You may be wondering by now what this all has to do with my book, Vile Lady Villains. Short answer? Everything.

Vile Lady Villains might not be about weight loss (although in a sense it is about losing the dead weight that is your husband, if you are Klytemnestra or Lady Macbeth) but it is a book I wouldn’t have been able to write if I hadn’t allowed myself to take up space, literally and figuratively. If I hadn’t learned, through extensive trial and error, that my mother was wrong and that it’s possible for me to exist in a bigger body and still find love, success, and some modicum of sanity. This is a book I wrote unapologetically, when I was languishing on submission for 3 years with other manuscripts that didn’t sell. While most of the books I’d written so far contained some “chunky” character or other, Vile Lady Villains was the first time I allowed myself to not only have a plus size main character, but also make her the most badass character I’ve written so far, physically strong and capable of many great things. Like murder. It was extremely healing to write a Klytemnestra with glorious curves, with zero shame about her body and her sexuality, and with the ability to take people’s breath away. Often because she’s murdered them and is currently covered in their blood. But also because she carries herself with a confidence that is magnetic and undeniable, as Lady Macbeth soon realizes, much to her chagrin. And writing a character like her, giving her an epic adventure and an equally epic love story, daggers to the throat and all, was nothing short of therapy.

We all know representation matters. Especially if, like me, you grew up in an era where the fat character in movies or TV shows would either be the butt of the joke (I hate you, Friends, for Fat Monica’s arc) or the quirky best friend (Gilmore Girls, I can forgive you your numberless flaws just for giving me Sookie St. James). Especially if, like me, you had to read so many romance and fantasy novels before you finally found one with a fat main character. I don’t believe that reading books should be an exercise in self-insertion (although sadly many readers approach them like that lately) but I do believe that it’s very important to see all kinds of bodies depicted in all kinds of media. It’s very important to see fat bodies, especially female/AFAB bodies, that unapologetically take up space and are not shrinking themselves in order to find love or go on amazing adventures. I found that kind of glorious rep in books like Leanne Schwartz’s A Prayer for Vengeance and To a Darker Shore, two young adult fantasies with heroines that kick butts and take names; in contemporary romances like Olivia Dade’s All the Feels; in characters like Nina in Leigh Bardugo’s Six of Crows and Mercy in Megan Bannen’s in The Undertaking of Heart and Mercy. But I had yet to find such rep in a sapphic book (I’m sure it exists, I just hadn’t come across it). So I wrote it.

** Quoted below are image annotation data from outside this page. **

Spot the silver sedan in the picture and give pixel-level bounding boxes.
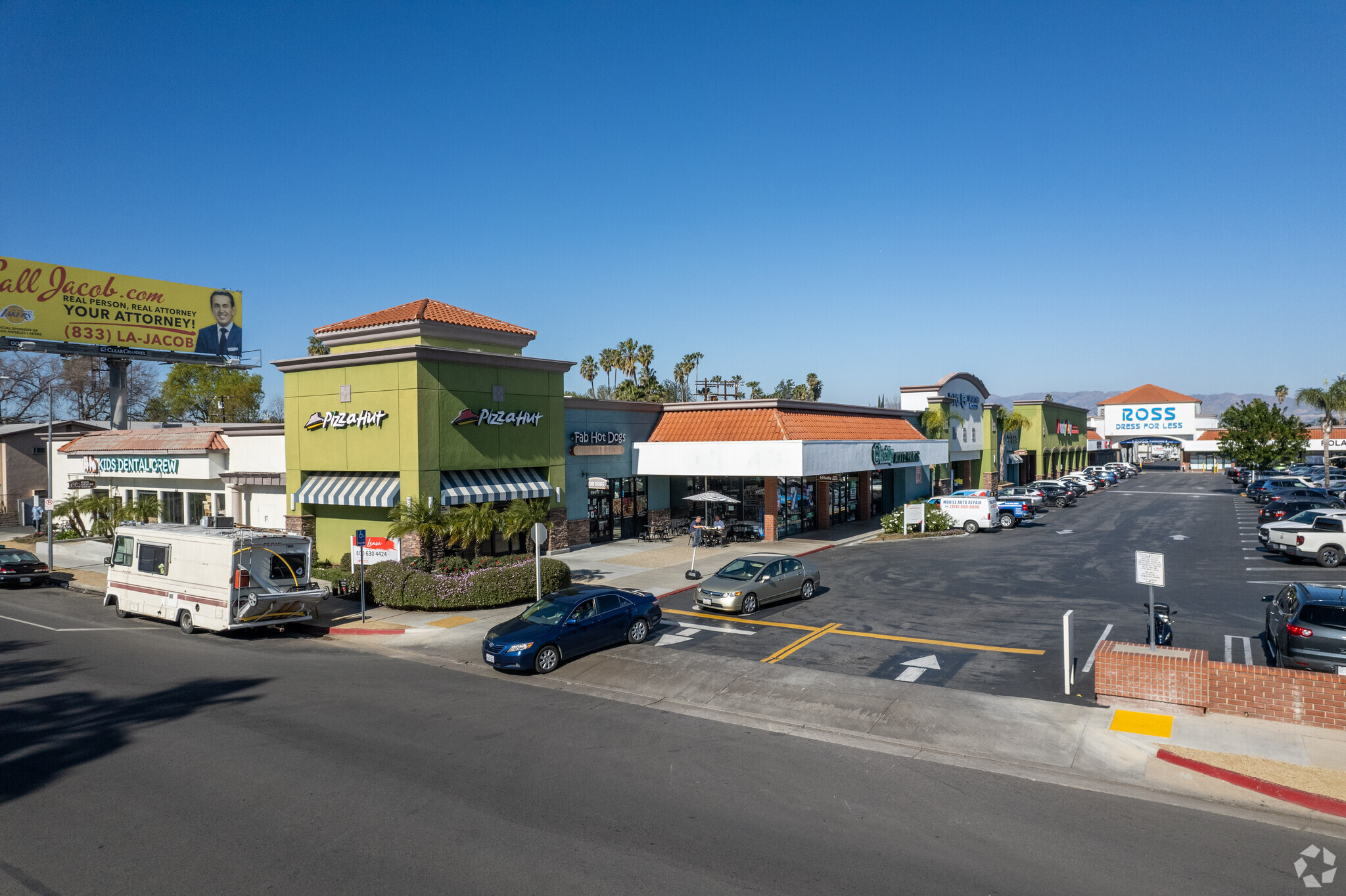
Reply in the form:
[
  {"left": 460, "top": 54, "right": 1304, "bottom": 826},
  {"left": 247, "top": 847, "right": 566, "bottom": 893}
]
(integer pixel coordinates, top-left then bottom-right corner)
[{"left": 696, "top": 553, "right": 822, "bottom": 615}]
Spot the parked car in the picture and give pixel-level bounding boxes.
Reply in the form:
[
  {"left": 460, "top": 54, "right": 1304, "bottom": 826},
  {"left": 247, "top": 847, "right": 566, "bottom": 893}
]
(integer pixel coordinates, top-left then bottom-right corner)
[
  {"left": 0, "top": 547, "right": 51, "bottom": 588},
  {"left": 1269, "top": 516, "right": 1346, "bottom": 569},
  {"left": 1266, "top": 583, "right": 1346, "bottom": 674},
  {"left": 1257, "top": 507, "right": 1346, "bottom": 554},
  {"left": 482, "top": 585, "right": 662, "bottom": 675},
  {"left": 926, "top": 495, "right": 999, "bottom": 535},
  {"left": 696, "top": 553, "right": 822, "bottom": 616},
  {"left": 996, "top": 485, "right": 1047, "bottom": 507},
  {"left": 1257, "top": 485, "right": 1333, "bottom": 504},
  {"left": 1247, "top": 476, "right": 1310, "bottom": 504},
  {"left": 1257, "top": 497, "right": 1346, "bottom": 524},
  {"left": 1029, "top": 479, "right": 1089, "bottom": 498}
]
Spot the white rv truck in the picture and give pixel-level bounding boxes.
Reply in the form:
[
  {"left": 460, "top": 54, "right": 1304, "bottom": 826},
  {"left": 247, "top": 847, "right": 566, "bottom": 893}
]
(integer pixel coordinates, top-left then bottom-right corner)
[{"left": 103, "top": 516, "right": 326, "bottom": 635}]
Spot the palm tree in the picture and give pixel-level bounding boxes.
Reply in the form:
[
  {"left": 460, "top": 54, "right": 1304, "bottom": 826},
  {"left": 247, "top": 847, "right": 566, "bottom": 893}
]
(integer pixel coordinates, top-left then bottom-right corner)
[
  {"left": 990, "top": 408, "right": 1033, "bottom": 480},
  {"left": 448, "top": 501, "right": 501, "bottom": 552},
  {"left": 1295, "top": 374, "right": 1346, "bottom": 462},
  {"left": 388, "top": 497, "right": 450, "bottom": 565},
  {"left": 51, "top": 495, "right": 89, "bottom": 537},
  {"left": 501, "top": 498, "right": 551, "bottom": 550},
  {"left": 636, "top": 344, "right": 654, "bottom": 380},
  {"left": 78, "top": 491, "right": 121, "bottom": 538},
  {"left": 580, "top": 355, "right": 597, "bottom": 398}
]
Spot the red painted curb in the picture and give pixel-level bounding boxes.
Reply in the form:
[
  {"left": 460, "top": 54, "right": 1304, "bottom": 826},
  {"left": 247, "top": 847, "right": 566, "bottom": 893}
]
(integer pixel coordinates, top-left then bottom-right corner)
[{"left": 1159, "top": 750, "right": 1346, "bottom": 818}]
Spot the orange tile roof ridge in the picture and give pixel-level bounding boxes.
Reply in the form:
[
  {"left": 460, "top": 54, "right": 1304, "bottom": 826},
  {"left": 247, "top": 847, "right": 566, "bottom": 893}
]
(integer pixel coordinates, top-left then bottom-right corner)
[
  {"left": 1098, "top": 382, "right": 1201, "bottom": 405},
  {"left": 313, "top": 299, "right": 537, "bottom": 336}
]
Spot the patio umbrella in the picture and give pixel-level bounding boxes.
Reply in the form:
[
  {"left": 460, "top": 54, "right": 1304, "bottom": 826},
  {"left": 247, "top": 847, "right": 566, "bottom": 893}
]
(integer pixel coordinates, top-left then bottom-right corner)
[{"left": 682, "top": 491, "right": 741, "bottom": 579}]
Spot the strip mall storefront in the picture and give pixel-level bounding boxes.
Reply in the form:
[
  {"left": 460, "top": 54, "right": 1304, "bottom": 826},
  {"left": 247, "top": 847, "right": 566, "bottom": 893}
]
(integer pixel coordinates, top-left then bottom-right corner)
[
  {"left": 273, "top": 299, "right": 573, "bottom": 560},
  {"left": 636, "top": 399, "right": 949, "bottom": 541}
]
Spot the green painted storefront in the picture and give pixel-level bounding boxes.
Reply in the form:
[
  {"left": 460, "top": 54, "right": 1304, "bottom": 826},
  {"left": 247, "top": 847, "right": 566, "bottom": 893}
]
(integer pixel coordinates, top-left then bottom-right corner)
[{"left": 273, "top": 302, "right": 572, "bottom": 560}]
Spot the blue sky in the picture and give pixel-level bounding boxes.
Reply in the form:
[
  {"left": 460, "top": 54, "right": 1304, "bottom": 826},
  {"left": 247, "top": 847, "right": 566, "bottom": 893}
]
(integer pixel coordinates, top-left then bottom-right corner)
[{"left": 0, "top": 0, "right": 1346, "bottom": 403}]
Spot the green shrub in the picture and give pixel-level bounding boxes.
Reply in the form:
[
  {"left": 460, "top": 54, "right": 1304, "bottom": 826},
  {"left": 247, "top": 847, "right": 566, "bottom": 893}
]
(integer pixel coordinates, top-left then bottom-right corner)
[{"left": 325, "top": 557, "right": 570, "bottom": 610}]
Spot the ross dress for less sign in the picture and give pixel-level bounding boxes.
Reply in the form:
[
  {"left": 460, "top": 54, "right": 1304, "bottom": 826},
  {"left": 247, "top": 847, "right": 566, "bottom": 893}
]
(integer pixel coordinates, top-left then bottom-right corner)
[{"left": 350, "top": 535, "right": 402, "bottom": 571}]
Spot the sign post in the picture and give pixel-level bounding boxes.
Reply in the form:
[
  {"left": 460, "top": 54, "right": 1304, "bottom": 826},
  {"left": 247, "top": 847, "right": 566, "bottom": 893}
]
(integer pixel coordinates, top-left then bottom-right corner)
[
  {"left": 1136, "top": 550, "right": 1165, "bottom": 650},
  {"left": 1061, "top": 610, "right": 1075, "bottom": 697},
  {"left": 356, "top": 529, "right": 365, "bottom": 621},
  {"left": 533, "top": 524, "right": 546, "bottom": 600}
]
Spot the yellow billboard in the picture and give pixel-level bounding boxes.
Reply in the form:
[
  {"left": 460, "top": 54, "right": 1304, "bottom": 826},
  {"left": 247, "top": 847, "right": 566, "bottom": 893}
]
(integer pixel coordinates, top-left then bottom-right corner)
[{"left": 0, "top": 256, "right": 244, "bottom": 357}]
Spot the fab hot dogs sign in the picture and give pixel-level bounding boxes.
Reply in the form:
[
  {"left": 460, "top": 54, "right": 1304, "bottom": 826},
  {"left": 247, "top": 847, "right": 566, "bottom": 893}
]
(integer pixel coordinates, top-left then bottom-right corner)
[{"left": 0, "top": 256, "right": 243, "bottom": 355}]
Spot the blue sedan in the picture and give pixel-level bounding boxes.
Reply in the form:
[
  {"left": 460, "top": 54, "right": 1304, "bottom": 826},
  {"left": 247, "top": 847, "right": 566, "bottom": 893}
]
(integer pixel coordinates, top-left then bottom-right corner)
[{"left": 482, "top": 585, "right": 664, "bottom": 674}]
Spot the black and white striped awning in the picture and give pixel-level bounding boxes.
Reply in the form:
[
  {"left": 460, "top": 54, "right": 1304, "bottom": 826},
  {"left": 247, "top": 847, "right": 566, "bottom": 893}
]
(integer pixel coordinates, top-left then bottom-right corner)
[
  {"left": 295, "top": 472, "right": 402, "bottom": 507},
  {"left": 439, "top": 467, "right": 552, "bottom": 504}
]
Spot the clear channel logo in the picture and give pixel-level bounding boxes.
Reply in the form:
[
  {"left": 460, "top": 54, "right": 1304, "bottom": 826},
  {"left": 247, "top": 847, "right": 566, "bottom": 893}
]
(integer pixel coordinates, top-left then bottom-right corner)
[{"left": 1295, "top": 843, "right": 1337, "bottom": 889}]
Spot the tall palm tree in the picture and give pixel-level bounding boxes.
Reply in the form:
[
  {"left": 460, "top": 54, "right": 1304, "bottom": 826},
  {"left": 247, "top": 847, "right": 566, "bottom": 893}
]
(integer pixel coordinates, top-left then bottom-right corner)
[
  {"left": 501, "top": 498, "right": 551, "bottom": 550},
  {"left": 388, "top": 497, "right": 450, "bottom": 564},
  {"left": 1295, "top": 374, "right": 1346, "bottom": 462},
  {"left": 990, "top": 408, "right": 1033, "bottom": 480},
  {"left": 51, "top": 495, "right": 89, "bottom": 537},
  {"left": 448, "top": 501, "right": 501, "bottom": 552},
  {"left": 636, "top": 344, "right": 654, "bottom": 380},
  {"left": 580, "top": 355, "right": 597, "bottom": 398}
]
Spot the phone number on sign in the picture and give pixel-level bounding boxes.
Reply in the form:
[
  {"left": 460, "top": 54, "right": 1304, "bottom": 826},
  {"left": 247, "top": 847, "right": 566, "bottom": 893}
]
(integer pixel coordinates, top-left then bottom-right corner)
[{"left": 66, "top": 325, "right": 197, "bottom": 351}]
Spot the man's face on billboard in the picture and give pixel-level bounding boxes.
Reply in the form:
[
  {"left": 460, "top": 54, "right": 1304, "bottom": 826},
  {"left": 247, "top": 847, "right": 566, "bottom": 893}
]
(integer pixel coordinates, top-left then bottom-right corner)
[{"left": 210, "top": 296, "right": 234, "bottom": 327}]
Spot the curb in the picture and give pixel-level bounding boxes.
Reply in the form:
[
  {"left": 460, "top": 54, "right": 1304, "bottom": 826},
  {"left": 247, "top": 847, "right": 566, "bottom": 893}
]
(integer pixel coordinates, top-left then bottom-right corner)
[{"left": 1157, "top": 750, "right": 1346, "bottom": 818}]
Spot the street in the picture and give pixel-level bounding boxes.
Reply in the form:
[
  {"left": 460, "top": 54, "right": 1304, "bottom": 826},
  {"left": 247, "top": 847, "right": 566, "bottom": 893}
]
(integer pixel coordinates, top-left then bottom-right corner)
[{"left": 0, "top": 583, "right": 1346, "bottom": 895}]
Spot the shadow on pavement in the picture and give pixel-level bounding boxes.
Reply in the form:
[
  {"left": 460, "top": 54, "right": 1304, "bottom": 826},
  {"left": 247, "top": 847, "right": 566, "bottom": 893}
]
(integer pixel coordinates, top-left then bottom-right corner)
[{"left": 0, "top": 678, "right": 269, "bottom": 802}]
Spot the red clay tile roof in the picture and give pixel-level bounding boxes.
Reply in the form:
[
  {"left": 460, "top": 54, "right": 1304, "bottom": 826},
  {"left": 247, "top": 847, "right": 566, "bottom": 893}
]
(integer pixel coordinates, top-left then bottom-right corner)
[
  {"left": 1098, "top": 382, "right": 1198, "bottom": 405},
  {"left": 650, "top": 408, "right": 925, "bottom": 441},
  {"left": 313, "top": 299, "right": 537, "bottom": 336},
  {"left": 60, "top": 426, "right": 229, "bottom": 453}
]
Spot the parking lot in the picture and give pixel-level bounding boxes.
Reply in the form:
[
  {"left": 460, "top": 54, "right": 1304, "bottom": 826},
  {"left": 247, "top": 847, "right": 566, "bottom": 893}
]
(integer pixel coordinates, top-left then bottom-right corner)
[{"left": 653, "top": 470, "right": 1324, "bottom": 700}]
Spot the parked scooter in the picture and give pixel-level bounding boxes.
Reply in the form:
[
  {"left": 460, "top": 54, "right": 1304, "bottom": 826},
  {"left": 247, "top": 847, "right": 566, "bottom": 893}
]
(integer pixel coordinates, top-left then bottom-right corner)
[{"left": 1142, "top": 600, "right": 1178, "bottom": 647}]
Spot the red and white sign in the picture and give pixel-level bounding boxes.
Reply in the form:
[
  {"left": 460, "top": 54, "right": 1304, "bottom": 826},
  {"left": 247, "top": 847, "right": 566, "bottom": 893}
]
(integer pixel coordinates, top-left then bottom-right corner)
[{"left": 350, "top": 535, "right": 402, "bottom": 571}]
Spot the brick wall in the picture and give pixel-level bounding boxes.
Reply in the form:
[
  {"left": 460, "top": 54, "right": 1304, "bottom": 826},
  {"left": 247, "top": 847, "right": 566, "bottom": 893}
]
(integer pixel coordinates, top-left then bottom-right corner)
[
  {"left": 1094, "top": 640, "right": 1209, "bottom": 706},
  {"left": 1209, "top": 662, "right": 1346, "bottom": 729},
  {"left": 1094, "top": 640, "right": 1346, "bottom": 730}
]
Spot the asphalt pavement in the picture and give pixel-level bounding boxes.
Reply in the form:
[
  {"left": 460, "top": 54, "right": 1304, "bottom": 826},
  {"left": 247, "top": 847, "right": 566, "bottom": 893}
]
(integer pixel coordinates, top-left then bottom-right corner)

I hope you’ll read Vile Lady Villains. And I do hope you’ll like it — for its sapphic romance, its creepy skeletons, its mix of Greek myth and Shakespeare, but also for its plus size main character who looks as good covered in blood as she looks in her form-fitting dress. Mostly though, I hope that if you’ve struggled with how your body looks and how society (or your mother) tells you it should look, that you will one day be able to shut down these voices and allow yourself to unapologetically take up space.

And I hope you’ll find many characters like Klytemnestra that will serve as an inspiration for that. If not, I hope you’ll write them yourself. It will be nothing short of therapy.